Participating countries include: Albania, Bosnia and Herzegovina, Bulgaria, Croatia, Czechia, Republic of Moldova, Montenegro, North Macedonia, Poland, Serbia, Slovakia, Slovenia, Turkey, and Ukraine. Their commitment will add to the 2.5 million ha pledged during the 2018 Ministerial Roundtable on Forest Landscape Restoration in the Caucasus and Central Asia and contribute to the regional ECCA30 initiative under the Bonn Challenge. Launched in 2011 by the government of Germany and the International Union for Conservation of Nature, the global effort attempts to bring 350 million ha of degraded and deforested land into restoration by 2030.

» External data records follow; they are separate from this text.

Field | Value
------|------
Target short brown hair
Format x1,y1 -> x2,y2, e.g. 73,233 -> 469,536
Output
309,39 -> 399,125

Ministers from Eastern and South-Eastern European countries emphasized the utmost importance of landscape restoration to face climate challenge and reverse some of its impacts. Engaging with communities while integrating landscape restoration into national strategies will be essential to building more resilience and aligning national, regional, and international forest restoration and planting efforts.

The countries attending the Ministerial meeting also adopted the ECCA30 Ministerial Declaration, which stresses the need for voluntary and measurable forest landscape restoration commitments.

In her opening address, UNECE Executive Secretary Olga Algayerova recalled that scaling up efforts to restore forest landscapes is vital to harness the many important benefits that forests bring to ecosystems, economies, and societies at large, as well as to strengthen climate action.

Vladimir Rakhmanin, FAO Assistant Director-General and Regional Representative for Europe and Central Asia, highlighted FAO’s Forest and Landscape Restoration Mechanism and the help FAO extends to its member countries in shaping approaches towards a more harmonious integration of forestry and agriculture while enhancing food security and forest maintenance.

The Ministerial Roundtable was organized by the UNECE/FAO Forestry and Timber Section, in cooperation with IUCN and with the kind support of the German Ministry of Environment, Nature Conservation and Nuclear Safety.